Tall One and Short One invited me to a club after dinner. The thought of going to a bar where men would scam on me as if I was a succulent and easy piece of salted meat held little appeal. They insisted on escorting me back to the bed-and-breakfast.

I semiboiled myself in a hot bubble bath, cried on my patio while sitting in a tight little ball, then tucked myself into bed.

Talking to the counselor had loosened too many mind-numbing memories. That night I dreamed of my baby. But she was joined by four other children. In the background there was a farm and a family of lambs.

I slept better.


“Okay, call Bob Davis, he’s the governor’s chief of staff, he’s at the number I gave you, so I can quit worrying, and make an appointment to meet Jay Kendall, our current governor, who is also going to be our next governor,” Charlie said, his voice anxious. “Jay’s going on vacation in a couple of weeks and I want you in Portland before to meet him. He needs a new communications director, our other one decided she wanted to study kickboxing full-time, whatever that means, and you’re it. Do it right away and call me when you’ve done it so I can quit worrying. This is a shoo-in. You’re a shoo-in. It’s one phone call. That’s it. One call.”
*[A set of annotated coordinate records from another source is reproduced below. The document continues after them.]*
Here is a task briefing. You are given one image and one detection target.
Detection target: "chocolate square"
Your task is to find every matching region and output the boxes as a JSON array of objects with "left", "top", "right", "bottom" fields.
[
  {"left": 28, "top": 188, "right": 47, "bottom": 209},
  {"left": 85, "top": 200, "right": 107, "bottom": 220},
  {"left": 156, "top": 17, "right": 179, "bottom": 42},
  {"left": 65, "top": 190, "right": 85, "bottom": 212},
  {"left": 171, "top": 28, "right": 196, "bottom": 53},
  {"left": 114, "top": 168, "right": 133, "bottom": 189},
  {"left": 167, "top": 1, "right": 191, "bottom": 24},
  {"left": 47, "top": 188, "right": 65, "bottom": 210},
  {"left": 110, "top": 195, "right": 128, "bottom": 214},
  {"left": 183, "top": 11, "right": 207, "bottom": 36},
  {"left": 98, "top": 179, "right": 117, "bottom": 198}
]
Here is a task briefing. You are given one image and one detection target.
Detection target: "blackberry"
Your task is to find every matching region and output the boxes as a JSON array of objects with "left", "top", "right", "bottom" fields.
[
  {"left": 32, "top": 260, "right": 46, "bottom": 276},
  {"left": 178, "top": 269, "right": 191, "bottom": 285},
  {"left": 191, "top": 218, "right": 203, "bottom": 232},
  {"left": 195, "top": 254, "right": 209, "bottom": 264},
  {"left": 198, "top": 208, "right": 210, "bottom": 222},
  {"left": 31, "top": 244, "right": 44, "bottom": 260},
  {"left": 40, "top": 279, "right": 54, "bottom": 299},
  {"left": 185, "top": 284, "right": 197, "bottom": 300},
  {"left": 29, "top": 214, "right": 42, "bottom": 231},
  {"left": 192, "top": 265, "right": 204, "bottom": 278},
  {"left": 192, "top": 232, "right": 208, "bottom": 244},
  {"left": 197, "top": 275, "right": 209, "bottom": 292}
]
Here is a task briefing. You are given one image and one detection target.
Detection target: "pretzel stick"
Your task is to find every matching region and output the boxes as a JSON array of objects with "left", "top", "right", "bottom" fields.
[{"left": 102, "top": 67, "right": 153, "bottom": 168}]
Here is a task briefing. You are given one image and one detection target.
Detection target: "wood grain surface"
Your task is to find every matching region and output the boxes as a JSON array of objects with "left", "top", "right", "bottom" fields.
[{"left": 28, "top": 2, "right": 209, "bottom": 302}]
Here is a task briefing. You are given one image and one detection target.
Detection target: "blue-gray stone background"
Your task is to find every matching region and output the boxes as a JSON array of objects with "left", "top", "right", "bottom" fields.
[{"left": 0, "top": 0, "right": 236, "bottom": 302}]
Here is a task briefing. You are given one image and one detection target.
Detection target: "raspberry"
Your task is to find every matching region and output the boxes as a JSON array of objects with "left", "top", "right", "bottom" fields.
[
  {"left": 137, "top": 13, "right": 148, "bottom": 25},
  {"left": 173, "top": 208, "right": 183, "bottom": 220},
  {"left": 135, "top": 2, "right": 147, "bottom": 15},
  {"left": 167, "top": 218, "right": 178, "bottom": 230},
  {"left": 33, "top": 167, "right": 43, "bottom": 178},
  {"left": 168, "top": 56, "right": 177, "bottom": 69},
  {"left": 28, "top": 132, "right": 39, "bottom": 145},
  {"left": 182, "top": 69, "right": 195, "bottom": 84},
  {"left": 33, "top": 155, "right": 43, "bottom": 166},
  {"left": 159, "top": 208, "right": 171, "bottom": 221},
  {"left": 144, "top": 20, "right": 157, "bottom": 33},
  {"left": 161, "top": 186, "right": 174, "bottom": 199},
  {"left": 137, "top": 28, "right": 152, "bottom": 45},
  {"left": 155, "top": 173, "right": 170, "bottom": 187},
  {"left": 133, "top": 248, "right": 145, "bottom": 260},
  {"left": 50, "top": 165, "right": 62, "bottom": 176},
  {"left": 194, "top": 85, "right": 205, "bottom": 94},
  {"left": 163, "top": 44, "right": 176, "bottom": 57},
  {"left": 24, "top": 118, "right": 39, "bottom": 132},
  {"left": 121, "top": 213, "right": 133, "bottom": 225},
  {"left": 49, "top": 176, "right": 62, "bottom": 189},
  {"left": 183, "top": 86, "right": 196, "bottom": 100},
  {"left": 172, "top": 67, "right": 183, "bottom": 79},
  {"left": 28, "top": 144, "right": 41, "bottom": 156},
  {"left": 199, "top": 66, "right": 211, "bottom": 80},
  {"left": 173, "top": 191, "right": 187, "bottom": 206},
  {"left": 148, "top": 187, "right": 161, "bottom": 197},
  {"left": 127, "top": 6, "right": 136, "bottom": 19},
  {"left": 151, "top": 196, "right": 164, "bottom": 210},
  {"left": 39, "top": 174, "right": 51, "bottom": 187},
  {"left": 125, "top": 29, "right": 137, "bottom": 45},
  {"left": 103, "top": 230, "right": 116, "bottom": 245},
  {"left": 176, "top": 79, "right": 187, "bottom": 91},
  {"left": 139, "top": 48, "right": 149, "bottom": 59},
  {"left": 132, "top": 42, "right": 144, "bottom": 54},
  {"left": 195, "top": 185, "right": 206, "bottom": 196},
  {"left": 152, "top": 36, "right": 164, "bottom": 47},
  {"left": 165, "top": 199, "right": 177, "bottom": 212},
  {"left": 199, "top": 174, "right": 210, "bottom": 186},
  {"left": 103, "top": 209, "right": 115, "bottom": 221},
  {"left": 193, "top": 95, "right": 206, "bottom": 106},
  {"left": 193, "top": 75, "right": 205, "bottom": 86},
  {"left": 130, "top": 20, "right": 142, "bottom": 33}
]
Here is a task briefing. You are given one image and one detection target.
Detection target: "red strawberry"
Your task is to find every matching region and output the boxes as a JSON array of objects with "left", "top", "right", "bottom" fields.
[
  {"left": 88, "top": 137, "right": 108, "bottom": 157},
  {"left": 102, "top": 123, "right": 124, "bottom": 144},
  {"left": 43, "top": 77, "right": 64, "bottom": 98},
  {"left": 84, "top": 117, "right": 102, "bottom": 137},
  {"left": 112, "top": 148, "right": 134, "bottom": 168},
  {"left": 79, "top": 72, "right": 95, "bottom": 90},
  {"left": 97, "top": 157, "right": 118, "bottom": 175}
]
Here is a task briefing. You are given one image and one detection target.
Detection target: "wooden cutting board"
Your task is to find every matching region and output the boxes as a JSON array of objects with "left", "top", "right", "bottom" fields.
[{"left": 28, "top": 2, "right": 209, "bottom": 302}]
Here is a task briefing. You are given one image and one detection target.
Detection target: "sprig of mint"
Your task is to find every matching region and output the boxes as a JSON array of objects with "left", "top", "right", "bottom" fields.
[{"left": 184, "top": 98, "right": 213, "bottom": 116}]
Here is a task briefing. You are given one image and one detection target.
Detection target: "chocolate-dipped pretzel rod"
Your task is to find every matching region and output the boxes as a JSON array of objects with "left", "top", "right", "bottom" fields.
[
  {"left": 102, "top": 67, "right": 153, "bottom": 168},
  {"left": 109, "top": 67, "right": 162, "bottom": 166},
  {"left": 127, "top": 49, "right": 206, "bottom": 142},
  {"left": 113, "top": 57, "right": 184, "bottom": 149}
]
I kicked the water in the Salmon River with my feet, careful not to let my cell phone take a nosedive.

I did not miss the note of desperation in the voice of my older brother, Charlie. Charlie, the dear man, is insanely kind and smart and almost always worried sick about me. He is married with four children. His wife, Deidre, does not work outside her home and never intends to. My brother is smart enough to know that a woman with four children has more than enough to do at home. I have seen a photo of their white, rambling home in Portland and it made my throat close up because you know by looking at it that a happy, rambunctious, and chaos-plagued family dwells there.

I was wearing jeans but had decided to wade into the river up to my thighs anyhow. I glanced at the sun. It was about 4:00 in the afternoon on a Wednesday, or was it a Thursday? No, it was Wednesday. Thursday. Wednesday. Anyhow, I had been on the river since 7:22 that morning and had decided to end my day immersed in it.

“Jeanne?”

“Yes.” I bent to examine some neat rocks in the river.

“You’ll call and make an appointment? I really want you to do this. It’s an opportunity you can’t miss. Can’t miss.”

“Of course.” I flicked a few of the rocks over. A little fish swam by.

He sighed. “I don’t like the way you said, ‘Of course.’ You’re humoring me so we can get off this subject and you can get back to your nervous breakdown.”

I sang, “I will call,” in English, French, Spanish, Pig Latin.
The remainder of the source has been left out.